Die ochtend kwam de verdelger. In de woonkamer, op de eerste verdieping van ons huis, bleef hij staan voor de platenkast. Een gele bidon in de ene en een lange metalen sproeier in de andere hand. Hij floot tussen zijn tanden.
'Hoeveel elpees zijn dat?'
'Tweeduizend', zei ik.
'Wow.'
Hij hield zijn hoofd schuin en begon de platenruggen te lezen.
'Allemaal jazz', zei ik.
'O.'
Er viel een stilte. Hij bleef zijn hoofd schuin houden. Dat doen ze allemaal. Ik dacht aan zijn nieuwsgierigheid, misschien was het zelfs een prille vorm van enthousiasme geweest, die langzaam uit zijn lichaam wegsijpelde en langs armen en benen de vloer op stroomde. Nog even, een paar seconden, en ik zou het kunnen zien liggen aan zijn voeten: een plasje onbegrip.

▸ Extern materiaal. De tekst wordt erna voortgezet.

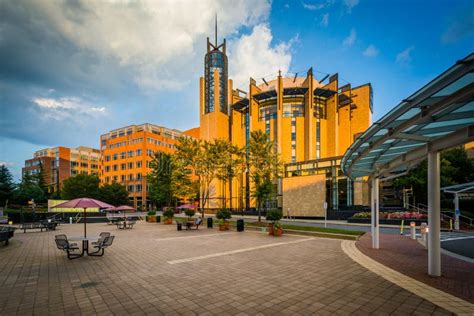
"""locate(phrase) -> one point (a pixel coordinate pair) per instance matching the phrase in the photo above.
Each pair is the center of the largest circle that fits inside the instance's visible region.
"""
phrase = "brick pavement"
(135, 276)
(410, 258)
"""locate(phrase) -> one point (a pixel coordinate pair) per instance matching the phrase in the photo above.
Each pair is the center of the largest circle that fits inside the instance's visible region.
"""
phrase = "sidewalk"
(408, 257)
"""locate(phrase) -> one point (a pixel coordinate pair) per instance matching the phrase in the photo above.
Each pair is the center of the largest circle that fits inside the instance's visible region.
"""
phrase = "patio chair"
(63, 244)
(100, 247)
(102, 237)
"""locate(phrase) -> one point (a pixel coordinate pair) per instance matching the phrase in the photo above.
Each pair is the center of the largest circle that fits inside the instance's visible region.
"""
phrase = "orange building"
(60, 163)
(309, 118)
(126, 153)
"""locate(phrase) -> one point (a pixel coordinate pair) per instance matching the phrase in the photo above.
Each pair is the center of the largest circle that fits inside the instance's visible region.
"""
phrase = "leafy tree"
(81, 185)
(7, 186)
(159, 179)
(455, 167)
(28, 190)
(264, 167)
(114, 193)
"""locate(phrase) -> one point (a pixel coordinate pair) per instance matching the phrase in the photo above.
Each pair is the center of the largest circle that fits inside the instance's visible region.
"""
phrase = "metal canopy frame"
(438, 116)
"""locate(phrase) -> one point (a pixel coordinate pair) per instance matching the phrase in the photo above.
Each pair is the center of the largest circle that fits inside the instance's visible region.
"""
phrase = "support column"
(375, 213)
(434, 215)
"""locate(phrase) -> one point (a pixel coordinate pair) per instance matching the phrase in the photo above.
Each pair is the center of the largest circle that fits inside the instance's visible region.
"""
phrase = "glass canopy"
(438, 116)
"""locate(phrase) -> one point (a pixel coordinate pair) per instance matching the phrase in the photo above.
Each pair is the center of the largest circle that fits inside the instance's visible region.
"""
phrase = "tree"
(114, 193)
(264, 167)
(28, 190)
(159, 179)
(82, 185)
(7, 186)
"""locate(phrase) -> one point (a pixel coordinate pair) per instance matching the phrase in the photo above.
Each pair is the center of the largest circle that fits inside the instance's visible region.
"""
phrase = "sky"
(73, 70)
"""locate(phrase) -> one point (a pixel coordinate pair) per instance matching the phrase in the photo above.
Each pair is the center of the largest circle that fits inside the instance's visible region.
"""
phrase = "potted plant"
(168, 215)
(274, 228)
(223, 215)
(151, 217)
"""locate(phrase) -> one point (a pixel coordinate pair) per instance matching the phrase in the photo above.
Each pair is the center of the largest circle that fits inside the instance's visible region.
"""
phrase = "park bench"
(101, 245)
(63, 244)
(6, 233)
(190, 224)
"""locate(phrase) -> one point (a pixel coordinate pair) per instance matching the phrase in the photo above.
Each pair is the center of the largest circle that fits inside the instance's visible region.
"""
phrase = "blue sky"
(70, 71)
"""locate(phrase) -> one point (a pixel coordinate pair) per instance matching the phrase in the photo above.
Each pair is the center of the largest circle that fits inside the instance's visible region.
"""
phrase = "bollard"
(413, 230)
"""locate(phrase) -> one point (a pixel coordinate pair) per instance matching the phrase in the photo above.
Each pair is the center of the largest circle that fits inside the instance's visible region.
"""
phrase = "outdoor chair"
(101, 246)
(102, 237)
(63, 244)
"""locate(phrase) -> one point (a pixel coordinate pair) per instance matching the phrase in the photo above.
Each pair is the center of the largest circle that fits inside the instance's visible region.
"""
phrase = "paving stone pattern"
(135, 276)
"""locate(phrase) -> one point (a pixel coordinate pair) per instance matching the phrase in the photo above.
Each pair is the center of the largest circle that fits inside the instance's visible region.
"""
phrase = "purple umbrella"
(186, 206)
(84, 203)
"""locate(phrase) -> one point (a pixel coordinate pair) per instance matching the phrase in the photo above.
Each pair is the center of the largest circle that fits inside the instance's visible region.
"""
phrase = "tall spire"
(216, 29)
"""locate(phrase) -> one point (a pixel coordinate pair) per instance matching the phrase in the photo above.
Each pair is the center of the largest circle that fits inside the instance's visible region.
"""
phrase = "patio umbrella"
(187, 206)
(84, 203)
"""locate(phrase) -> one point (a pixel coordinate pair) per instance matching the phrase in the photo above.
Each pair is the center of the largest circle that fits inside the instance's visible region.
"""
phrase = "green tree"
(28, 190)
(82, 185)
(7, 186)
(114, 193)
(264, 167)
(159, 180)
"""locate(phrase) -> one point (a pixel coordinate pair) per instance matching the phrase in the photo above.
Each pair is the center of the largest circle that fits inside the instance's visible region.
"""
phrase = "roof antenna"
(216, 29)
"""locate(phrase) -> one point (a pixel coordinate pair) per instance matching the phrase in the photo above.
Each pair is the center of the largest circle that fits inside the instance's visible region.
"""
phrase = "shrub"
(168, 213)
(223, 214)
(274, 215)
(189, 212)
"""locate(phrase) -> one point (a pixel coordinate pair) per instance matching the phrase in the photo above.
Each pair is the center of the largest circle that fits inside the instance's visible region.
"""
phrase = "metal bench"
(107, 242)
(63, 244)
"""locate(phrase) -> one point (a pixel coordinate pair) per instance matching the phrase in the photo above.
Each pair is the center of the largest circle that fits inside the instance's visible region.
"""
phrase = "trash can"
(240, 225)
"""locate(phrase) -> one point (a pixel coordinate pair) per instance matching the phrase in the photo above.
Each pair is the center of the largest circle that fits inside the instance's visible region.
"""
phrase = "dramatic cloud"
(324, 20)
(371, 51)
(350, 4)
(462, 27)
(255, 56)
(404, 57)
(350, 40)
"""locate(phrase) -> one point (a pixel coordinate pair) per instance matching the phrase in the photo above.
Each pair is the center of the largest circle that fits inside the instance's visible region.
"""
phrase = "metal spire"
(216, 29)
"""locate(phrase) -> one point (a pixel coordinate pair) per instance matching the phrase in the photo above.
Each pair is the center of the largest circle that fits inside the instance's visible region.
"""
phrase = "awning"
(438, 116)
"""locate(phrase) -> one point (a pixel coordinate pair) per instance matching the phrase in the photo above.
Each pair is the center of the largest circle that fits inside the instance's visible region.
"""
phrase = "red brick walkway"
(407, 256)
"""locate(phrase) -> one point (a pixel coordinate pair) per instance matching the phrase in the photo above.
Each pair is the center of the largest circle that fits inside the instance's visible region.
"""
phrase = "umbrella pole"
(85, 222)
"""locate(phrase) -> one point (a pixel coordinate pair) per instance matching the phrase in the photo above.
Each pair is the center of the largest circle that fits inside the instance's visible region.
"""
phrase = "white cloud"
(404, 57)
(350, 40)
(157, 39)
(350, 4)
(371, 51)
(254, 56)
(325, 20)
(68, 108)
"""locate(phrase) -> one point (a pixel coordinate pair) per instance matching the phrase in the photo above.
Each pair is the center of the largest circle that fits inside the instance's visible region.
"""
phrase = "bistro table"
(85, 241)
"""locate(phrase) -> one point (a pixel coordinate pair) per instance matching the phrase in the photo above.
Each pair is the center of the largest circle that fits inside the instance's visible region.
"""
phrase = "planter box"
(387, 221)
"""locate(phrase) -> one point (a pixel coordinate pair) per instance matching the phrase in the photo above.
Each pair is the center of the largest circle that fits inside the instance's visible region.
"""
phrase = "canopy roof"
(438, 116)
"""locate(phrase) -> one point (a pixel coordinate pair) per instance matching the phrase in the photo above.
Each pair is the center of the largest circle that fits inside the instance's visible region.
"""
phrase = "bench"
(190, 224)
(6, 233)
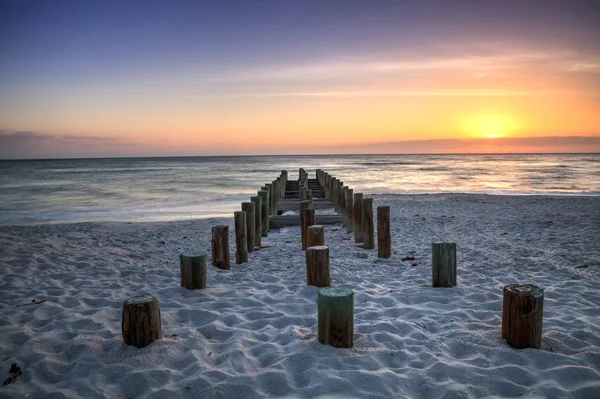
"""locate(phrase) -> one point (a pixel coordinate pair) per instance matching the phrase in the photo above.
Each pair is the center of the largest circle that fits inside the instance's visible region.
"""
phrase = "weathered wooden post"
(315, 236)
(220, 247)
(349, 200)
(269, 187)
(140, 320)
(522, 312)
(250, 208)
(317, 266)
(357, 216)
(343, 206)
(257, 220)
(192, 267)
(304, 205)
(336, 317)
(384, 235)
(334, 196)
(308, 194)
(443, 264)
(368, 228)
(241, 240)
(307, 219)
(264, 212)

Hij bleef kijken. De pezen in zijn nek spanden zich op. Lang kon het niet meer duren. Door de smalle, hoge ramen aan de voorzijde brak de zon door - een weifelende glimlach. En allemaal zeggen ze nog iets, ter afsluiting van wat geen gesprek meer kan worden.
'Mmm. Jazz, hé? Daar ken ik niks van.'
Ik knikte en zei: 'Ik ook niet.'
Het hoofd van de verdelger kantelde, en zette zich opgelucht weer recht op diens romp.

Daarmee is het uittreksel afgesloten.